# Most Authentic Mint concentrate



## Ripstorm (5/10/16)

a Mate of mine bought Puffy Puffs Widow (Apple, litchi, lemon mint). The mint in that juice is the most authentic I've ever tasted.
Any idea what kind of mint they use?


----------



## Jan (5/10/16)

Candy mint or a leafy mint? If you like the leafy mint taste I can strongly recommend MMM mint and honey. As for a concentrate I have no Idea

Reactions: Like 1 | Agree 1


----------



## Ripstorm (6/10/16)

Jan said:


> Candy mint or a leafy mint? If you like the leafy mint taste I can strongly recommend MMM mint and honey. As for a concentrate I have no Idea



Tastes exactly like a mint leaf. I'm not a huge mint fan, but my wife is. Would like to get my hands on the mint concentrate they use.


----------



## Create-A-Cloud (6/10/16)

@Zacdaniel


----------



## Zacdaniel (6/10/16)

Hi Bud

Unfortunately, I won't be able to assist you with what I use in that mix as it isn't just a single mint that is in there.
I hope you understand.


----------



## Ripstorm (6/10/16)

Zacdaniel said:


> Hi Bud
> 
> Unfortunately, I won't be able to assist you with what I use in that mix as it isn't just a single mint that is in there.
> I hope you understand.



Understand completely. I didn't expect you to give out your recipe . It's just that I rarely work with mint concentrates so I'm not familiar with the flavour profiles available with the normal Cap/TPA/FW/FA/INW mints.

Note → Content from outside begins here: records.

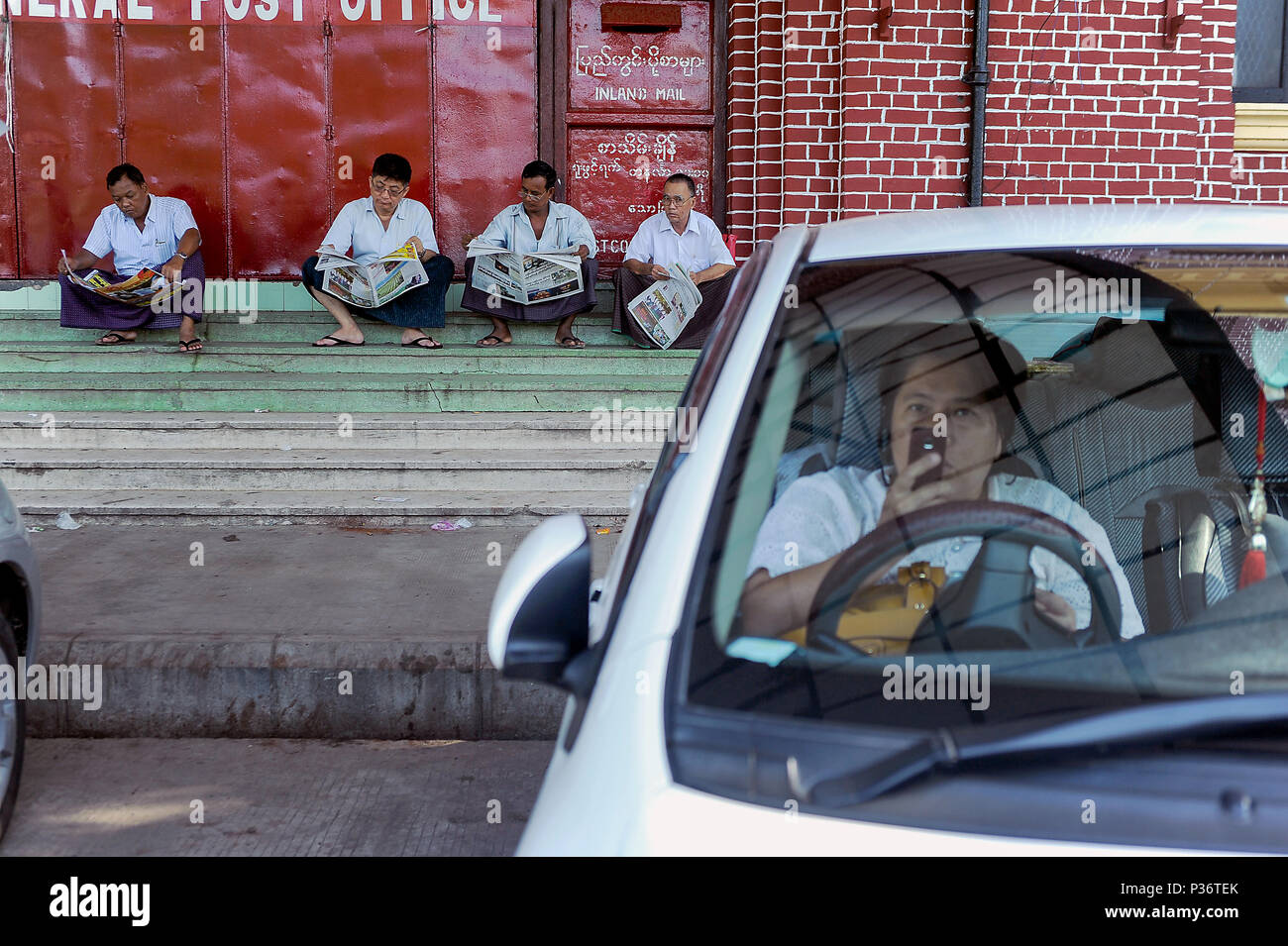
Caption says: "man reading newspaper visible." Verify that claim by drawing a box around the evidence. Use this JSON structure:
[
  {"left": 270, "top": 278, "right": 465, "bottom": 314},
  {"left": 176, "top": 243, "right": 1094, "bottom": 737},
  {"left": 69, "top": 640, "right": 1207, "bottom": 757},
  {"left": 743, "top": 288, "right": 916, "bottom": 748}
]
[
  {"left": 613, "top": 173, "right": 734, "bottom": 349},
  {"left": 626, "top": 263, "right": 702, "bottom": 349},
  {"left": 314, "top": 240, "right": 429, "bottom": 309},
  {"left": 301, "top": 155, "right": 456, "bottom": 349},
  {"left": 461, "top": 160, "right": 599, "bottom": 349},
  {"left": 56, "top": 164, "right": 206, "bottom": 354}
]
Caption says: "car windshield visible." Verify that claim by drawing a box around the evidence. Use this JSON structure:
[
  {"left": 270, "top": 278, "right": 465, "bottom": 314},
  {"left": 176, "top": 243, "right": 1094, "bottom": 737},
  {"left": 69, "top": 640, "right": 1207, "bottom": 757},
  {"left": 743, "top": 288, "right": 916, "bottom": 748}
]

Anyways, great job with that juice! First mint juice that I actually liked


----------



## Zacdaniel (6/10/16)

Ripstorm said:


> Understand completely. I didn't expect you to give out your recipe . It's just that I rarely work with mint concentrates so I'm not familiar with the flavour profiles available with the normal Cap/TPA/FW/FA/INW mints.
> 
> Anyways, great job with that juice! First mint juice that I actually liked



Thanks bud, appreciate the kind words.
I can tell you the earthiness doesn't come from the mint side of things.

Reactions: Thanks 1


----------